- Royce Mendes
Directeur général et chef de la stratégie macroéconomique
Jouer pour ne pas perdre
Après avoir retranché 25 points de base de plus au taux directeur en octobre, les dirigeants de la Banque du Canada (BdC) ont fait une déclaration audacieuse : selon eux, les taux d’intérêt sont désormais suffisamment faibles pour remettre l’économie pleinement sur les rails. Le taux directeur se situe dans le bas de la fourchette du taux neutre estimée, mais demeure supérieur au sommet de 1,75 % observé entre la crise financière mondiale et la pandémie. Il est donc difficile de voir comment les dirigeants de la BdC peuvent avoir la certitude que le taux actuel de 2,25 % est assez faible pour permettre à l’économie de se redresser. Malgré la vigueur de l’Enquête sur la population active et les plus récents chiffres du PIB, l’économie canadienne semble encore fragile.
Mais en lisant entre les lignes du Rapport sur la politique monétaire d’octobre, on comprend que quelque chose d’autre est en jeu. Les banquiers centraux ont très peur d’une nouvelle vague d’inflation. Ainsi, ce n’est pas tant qu’ils sont certains d’en avoir fait assez; ils disent en réalité avoir fait tout ce qu’ils pensent pouvoir faire.
L’ancien gouverneur de la BdC, Stephen Poloz, a récemment déclaré que l’institution était en « mode gestion des risques ». Une analogie sportive pourrait être encore plus appropriée : il semble que la banque centrale joue en essayant de ne pas perdre plutôt qu’en tentant de gagner.
La poussée inflationniste provoquée par la pandémie semble avoir laissé des traces au sein de l’institution. Malgré très peu de données autres qu’anecdotiques, les banquiers centraux tiennent maintenant explicitement compte d’une pression inflationniste additionnelle découlant de la réorientation des chaînes d’approvisionnement et de la recherche de nouveaux marchés par les entreprises canadiennes. Il ne fait aucun doute que cette situation représente un risque haussier pour les perspectives d’inflation, mais l’intégrer au scénario de base est prématuré. La plupart des mesures de l’inflation sous-jacente suggèrent des conditions plutôt favorables.

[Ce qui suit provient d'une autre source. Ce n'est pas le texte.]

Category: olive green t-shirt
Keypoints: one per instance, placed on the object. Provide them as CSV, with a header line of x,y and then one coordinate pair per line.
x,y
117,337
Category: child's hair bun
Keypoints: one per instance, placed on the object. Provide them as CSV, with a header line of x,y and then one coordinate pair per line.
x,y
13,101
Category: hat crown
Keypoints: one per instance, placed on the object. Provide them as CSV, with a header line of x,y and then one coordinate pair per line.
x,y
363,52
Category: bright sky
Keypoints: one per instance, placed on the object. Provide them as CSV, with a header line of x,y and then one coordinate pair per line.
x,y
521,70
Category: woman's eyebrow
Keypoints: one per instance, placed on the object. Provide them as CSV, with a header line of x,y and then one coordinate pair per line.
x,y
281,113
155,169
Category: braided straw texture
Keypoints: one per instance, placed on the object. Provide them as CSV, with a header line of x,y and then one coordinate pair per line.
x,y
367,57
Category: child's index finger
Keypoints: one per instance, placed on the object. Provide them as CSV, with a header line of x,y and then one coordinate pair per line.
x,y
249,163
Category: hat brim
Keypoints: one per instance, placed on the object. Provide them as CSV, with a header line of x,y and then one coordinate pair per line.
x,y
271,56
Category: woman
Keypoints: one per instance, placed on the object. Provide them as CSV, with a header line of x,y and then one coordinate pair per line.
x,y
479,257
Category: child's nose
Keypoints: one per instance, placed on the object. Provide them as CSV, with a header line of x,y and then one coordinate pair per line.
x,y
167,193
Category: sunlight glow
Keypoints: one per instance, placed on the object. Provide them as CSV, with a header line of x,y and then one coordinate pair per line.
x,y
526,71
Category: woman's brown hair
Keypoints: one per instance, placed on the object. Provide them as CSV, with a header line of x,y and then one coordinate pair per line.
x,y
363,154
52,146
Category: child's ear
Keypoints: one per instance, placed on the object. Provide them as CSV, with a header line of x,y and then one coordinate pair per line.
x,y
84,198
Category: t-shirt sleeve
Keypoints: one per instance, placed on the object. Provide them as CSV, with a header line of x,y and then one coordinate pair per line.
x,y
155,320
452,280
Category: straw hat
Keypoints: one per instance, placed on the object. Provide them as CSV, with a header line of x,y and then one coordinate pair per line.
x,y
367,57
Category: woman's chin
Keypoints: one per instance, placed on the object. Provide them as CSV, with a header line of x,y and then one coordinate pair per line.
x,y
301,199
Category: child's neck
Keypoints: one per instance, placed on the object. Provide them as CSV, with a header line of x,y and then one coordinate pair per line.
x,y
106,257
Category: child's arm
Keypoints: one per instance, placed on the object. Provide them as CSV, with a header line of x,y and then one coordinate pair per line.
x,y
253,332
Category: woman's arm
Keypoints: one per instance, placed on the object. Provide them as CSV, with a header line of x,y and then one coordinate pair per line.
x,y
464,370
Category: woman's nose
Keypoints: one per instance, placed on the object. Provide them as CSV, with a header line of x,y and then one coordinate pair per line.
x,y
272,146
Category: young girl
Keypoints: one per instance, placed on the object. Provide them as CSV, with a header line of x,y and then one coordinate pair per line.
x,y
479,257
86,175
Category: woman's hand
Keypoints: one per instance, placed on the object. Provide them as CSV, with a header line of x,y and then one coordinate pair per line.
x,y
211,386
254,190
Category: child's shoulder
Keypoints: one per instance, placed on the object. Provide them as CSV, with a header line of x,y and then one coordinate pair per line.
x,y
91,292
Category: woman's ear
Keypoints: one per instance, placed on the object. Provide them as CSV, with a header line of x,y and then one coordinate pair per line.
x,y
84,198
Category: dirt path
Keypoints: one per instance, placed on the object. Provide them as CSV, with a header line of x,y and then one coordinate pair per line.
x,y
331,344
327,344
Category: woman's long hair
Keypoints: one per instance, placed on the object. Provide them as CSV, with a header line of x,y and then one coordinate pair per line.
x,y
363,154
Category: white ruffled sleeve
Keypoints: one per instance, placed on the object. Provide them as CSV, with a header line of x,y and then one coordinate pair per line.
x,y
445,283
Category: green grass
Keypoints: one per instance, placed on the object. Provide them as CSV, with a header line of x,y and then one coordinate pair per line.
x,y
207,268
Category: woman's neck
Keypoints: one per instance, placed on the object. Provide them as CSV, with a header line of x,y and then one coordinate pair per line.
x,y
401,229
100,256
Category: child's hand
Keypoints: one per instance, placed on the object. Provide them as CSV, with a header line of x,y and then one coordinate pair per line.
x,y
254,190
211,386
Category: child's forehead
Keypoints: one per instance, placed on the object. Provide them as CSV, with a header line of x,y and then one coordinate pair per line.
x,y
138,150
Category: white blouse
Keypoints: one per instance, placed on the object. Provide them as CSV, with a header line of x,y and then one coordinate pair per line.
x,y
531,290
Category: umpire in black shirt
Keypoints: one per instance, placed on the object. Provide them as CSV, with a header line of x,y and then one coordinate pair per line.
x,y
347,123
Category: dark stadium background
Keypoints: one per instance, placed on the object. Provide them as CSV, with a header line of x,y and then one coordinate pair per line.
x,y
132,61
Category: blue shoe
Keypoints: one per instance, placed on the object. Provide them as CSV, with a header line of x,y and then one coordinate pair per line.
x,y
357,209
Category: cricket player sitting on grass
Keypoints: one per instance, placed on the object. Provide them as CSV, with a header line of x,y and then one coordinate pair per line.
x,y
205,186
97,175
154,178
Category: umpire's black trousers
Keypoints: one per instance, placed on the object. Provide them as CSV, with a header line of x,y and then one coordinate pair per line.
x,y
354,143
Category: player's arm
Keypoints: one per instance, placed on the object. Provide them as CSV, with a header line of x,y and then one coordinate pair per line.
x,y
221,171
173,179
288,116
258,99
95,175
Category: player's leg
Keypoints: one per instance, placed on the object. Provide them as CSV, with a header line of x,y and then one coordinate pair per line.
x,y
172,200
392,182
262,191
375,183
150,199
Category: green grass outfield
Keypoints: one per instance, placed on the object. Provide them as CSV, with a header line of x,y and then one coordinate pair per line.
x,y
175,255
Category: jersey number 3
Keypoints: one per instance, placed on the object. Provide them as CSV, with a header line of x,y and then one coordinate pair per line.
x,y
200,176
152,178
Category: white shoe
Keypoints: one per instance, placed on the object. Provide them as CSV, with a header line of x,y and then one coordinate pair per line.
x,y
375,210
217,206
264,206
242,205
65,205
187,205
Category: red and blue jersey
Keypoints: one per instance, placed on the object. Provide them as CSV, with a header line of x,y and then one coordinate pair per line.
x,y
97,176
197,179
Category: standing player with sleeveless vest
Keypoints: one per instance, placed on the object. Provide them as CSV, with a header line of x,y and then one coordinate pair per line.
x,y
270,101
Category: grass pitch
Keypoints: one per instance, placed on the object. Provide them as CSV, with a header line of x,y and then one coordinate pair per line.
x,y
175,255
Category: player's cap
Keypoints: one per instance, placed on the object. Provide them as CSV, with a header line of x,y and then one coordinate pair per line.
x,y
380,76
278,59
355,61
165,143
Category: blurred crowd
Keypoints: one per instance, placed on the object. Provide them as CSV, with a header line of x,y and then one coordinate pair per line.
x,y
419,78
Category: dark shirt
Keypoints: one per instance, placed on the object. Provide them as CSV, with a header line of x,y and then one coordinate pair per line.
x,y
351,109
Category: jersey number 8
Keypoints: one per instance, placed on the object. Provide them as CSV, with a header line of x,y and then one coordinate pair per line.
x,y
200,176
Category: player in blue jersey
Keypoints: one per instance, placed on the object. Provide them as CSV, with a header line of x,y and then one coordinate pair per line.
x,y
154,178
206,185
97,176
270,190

En réalité, dans ses calculs, la BdC ne semble pas accorder suffisamment d’importance au risque que les taux d’intérêt actuels étouffent un cycle prospectif d’investissement des entreprises. Le gouvernement fédéral a bon espoir d’attirer des capitaux privés et a, de toute évidence, mis en place des mesures pour stimuler l’investissement des entreprises. Par ailleurs, la révolution de l’intelligence artificielle au sud de la frontière pourrait bientôt se répandre de manière plus évidente au Canada, à mesure que les entreprises parviennent à opérationnaliser les outils qui ont été développés. Les plus récents chiffres sur la productivité montrent que les entreprises ont commencé à s’adapter à la nouvelle dynamique commerciale avec les États‑Unis. Elles ont rationalisé leurs opérations, mais leur production continue de croître. Il serait dommage que les banquiers centraux entravent ces perspectives.
En dépit du langage ambigu selon lequel elle pourrait changer d’avis si les conditions évoluent, la BdC a été si claire et énergique dans son message que nous ne prévoyons pas d’autre baisse de taux au cours du cycle actuel. Nous nous attendons à ce qu’elle réitère son message de la dernière déclaration, soit que les taux actuels sont adéquats. Toutefois, pour les six prochains mois environ, jusqu’à ce que la politique budgétaire joue un rôle plus important, la BdC sera le seul joueur économique sur la patinoire. Si des signes commencent à montrer que sa théorie de l’inflation des coûts l’a menée dans la mauvaise direction, elle devra rapidement revoir son plan de match. Les risques sont trop importants pour retarder inutilement de nouveaux assouplissements. La BdC doit jouer pour gagner.